The Portuguese Fishermen’s Association has criticized the European Union Court ruling on canceling the fisheries agreement with Morocco.
According to the Portuguese fishermen, the cancellation of the fisheries agreement between the European Union and the Kingdom of Morocco, taken last Wednesday, will further disrupt the European fishing fleet.
“In the current time, if the cancellation, suspended for two months, comes into effect, Portugal will lose access to 2,060 tons of pelagic species, 14 longline licenses in the artisanal fishery and 4 in the demersal category,” the association pointed out.
The Portuguese fishermen noted that “with the creation of the Exclusive Economic Zone (EEZ), the European fishing fleets, including the Portuguese, lost the right to work within 200 nautical miles of the coasts of non-members countries.
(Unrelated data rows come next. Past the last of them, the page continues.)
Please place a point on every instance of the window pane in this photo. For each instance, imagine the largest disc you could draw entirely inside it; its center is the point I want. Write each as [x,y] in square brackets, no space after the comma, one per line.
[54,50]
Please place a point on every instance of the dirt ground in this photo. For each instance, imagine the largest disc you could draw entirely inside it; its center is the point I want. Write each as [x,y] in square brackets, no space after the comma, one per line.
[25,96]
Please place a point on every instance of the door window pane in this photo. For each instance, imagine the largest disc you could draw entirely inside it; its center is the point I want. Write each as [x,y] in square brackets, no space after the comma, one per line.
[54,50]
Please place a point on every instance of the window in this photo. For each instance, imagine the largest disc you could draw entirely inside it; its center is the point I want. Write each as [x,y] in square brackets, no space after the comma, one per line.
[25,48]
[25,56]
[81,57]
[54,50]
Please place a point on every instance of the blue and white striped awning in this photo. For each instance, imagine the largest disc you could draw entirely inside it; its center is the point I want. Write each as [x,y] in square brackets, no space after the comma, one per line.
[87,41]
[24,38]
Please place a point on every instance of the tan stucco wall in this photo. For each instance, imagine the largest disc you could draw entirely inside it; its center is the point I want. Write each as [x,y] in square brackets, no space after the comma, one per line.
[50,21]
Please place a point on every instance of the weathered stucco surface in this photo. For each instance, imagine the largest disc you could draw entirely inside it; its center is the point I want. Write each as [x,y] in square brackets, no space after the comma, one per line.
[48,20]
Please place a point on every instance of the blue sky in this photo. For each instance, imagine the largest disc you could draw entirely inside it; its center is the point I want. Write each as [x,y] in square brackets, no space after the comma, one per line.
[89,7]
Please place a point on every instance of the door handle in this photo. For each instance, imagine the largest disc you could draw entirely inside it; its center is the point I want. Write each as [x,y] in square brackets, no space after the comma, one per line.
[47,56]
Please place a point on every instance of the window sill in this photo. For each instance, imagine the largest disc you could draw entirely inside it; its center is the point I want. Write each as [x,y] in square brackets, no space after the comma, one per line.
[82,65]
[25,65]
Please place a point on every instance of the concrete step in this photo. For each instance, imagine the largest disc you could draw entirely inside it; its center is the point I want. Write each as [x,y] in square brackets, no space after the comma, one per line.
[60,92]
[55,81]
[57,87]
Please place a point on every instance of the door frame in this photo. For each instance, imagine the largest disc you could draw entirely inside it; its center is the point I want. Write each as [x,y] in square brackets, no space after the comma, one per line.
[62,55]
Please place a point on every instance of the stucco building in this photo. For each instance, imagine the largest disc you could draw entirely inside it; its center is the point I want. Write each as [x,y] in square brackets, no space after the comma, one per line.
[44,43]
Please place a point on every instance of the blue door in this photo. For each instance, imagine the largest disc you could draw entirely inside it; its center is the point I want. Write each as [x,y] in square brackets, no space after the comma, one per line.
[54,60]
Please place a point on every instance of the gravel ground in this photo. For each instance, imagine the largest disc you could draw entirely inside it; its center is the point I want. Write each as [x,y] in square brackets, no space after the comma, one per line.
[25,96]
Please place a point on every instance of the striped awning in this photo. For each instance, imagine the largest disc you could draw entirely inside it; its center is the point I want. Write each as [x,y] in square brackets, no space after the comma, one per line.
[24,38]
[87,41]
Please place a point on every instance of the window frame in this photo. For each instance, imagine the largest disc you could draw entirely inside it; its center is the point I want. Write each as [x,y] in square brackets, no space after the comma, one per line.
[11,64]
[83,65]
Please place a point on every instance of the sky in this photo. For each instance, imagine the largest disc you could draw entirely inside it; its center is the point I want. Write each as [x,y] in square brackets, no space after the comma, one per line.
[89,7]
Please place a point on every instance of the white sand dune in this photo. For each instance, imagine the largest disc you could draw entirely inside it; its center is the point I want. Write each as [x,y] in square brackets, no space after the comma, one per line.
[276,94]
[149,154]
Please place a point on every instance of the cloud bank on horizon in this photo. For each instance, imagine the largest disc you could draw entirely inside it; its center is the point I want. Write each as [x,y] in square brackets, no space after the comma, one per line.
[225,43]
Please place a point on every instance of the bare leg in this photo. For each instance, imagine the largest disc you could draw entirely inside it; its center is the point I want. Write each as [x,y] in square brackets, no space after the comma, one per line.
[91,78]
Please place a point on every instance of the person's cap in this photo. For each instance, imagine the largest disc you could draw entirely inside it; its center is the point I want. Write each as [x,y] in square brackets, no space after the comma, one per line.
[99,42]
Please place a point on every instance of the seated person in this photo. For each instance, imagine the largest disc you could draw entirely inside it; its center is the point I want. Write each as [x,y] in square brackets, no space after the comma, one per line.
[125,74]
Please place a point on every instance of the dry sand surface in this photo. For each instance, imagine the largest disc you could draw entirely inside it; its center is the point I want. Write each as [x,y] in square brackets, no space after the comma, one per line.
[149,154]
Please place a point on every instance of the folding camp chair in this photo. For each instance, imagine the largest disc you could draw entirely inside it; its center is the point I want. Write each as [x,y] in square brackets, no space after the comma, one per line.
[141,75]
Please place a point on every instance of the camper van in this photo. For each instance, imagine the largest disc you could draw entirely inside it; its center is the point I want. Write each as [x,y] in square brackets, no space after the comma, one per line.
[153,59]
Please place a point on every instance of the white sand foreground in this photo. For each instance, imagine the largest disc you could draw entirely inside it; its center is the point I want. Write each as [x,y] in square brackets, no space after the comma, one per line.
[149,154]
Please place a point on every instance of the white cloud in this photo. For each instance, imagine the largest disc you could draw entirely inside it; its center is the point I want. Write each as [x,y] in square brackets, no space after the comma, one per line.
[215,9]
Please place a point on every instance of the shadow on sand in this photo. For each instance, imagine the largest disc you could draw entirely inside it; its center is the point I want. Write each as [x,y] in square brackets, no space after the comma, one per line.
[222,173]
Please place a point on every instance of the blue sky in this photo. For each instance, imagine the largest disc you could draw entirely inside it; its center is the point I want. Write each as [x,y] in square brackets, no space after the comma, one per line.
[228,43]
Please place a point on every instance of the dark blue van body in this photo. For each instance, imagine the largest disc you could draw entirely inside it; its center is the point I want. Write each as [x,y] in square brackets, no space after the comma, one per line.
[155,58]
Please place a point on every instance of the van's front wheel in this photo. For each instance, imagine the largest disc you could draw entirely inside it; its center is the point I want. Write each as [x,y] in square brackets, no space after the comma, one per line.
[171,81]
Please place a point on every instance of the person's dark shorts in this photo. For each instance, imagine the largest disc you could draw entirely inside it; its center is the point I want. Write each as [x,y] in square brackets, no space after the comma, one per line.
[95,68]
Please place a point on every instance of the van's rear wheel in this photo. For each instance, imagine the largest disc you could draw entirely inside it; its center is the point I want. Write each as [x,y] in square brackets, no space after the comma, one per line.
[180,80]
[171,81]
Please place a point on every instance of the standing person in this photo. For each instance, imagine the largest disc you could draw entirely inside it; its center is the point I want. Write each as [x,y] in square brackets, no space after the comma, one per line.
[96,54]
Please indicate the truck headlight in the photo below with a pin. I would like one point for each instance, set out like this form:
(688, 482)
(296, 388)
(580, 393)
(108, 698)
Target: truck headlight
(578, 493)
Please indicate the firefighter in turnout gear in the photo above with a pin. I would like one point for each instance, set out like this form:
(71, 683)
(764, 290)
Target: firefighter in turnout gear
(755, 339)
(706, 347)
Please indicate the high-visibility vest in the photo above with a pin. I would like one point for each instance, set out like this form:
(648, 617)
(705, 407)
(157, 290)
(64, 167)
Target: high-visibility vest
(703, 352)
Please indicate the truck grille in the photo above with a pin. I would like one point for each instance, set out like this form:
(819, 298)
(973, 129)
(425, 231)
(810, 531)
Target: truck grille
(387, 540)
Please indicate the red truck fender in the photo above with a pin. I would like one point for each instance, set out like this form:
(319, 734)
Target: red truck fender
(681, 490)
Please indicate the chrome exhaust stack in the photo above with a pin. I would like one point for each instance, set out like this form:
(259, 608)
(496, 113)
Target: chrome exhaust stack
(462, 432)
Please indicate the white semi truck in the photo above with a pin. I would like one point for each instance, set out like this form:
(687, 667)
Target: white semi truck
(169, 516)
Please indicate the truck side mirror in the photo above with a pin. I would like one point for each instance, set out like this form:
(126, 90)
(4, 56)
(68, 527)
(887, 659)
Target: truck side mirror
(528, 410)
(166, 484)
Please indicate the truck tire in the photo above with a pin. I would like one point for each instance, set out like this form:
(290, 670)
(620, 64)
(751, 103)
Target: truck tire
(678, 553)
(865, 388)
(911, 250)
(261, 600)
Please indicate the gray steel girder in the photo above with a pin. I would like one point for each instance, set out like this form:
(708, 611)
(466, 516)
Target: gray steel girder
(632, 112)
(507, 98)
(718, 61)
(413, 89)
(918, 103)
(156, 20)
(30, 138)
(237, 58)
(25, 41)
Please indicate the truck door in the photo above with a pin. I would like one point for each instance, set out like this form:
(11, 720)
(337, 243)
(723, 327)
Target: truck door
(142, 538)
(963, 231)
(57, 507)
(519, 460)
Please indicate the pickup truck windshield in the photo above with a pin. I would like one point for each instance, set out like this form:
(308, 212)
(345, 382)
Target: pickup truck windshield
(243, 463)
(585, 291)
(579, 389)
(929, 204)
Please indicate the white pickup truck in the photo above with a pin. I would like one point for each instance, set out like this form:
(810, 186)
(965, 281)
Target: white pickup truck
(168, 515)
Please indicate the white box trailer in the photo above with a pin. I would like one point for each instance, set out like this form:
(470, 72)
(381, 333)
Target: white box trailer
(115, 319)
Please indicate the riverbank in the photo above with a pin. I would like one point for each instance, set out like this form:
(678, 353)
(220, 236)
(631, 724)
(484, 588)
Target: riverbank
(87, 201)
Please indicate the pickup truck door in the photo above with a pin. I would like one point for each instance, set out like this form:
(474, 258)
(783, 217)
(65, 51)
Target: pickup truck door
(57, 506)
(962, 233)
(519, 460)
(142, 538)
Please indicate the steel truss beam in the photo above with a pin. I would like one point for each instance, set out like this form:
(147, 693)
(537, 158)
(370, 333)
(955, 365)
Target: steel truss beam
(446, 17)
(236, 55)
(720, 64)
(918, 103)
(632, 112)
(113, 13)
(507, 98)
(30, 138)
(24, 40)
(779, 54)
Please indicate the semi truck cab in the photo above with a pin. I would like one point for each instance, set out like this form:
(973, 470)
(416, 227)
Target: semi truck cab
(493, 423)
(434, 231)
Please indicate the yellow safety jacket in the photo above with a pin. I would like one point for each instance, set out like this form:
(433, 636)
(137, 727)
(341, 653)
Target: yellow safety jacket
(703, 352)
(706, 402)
As a result, they lose access to the fishing grounds that they already used, and which, at least, were part of their fishing history”.
The statement noted that “the only mechanisms available to European fleets to continue operating in EEZ’s non-members’ countries are the fisheries agreements, now called Sustainable Fisheries Partnership Agreements (SFPAs), which the EU is slow to negotiate, imposing conditions or obligations on its competitors, and often lets them expire without renewal.”
The source mentioned that the decision of the European Union Court unfortunately weakens the Sustainable Fisheries Partnership Agreements as an alternative for European fishermen.
“Apart from the loss of fishing opportunities, which are nowadays used for exchanges to reinforce and strengthen national quotas in other fishing areas, the end of the agreement with Morocco would force the relocation of several Spanish vessels to the waters of the Iberian Peninsula, among the factors of putting upward pressure on the region’s resources, which would negatively affect the Portuguese fishery,” the Association of Portuguese Fishermen affirmed in a statement.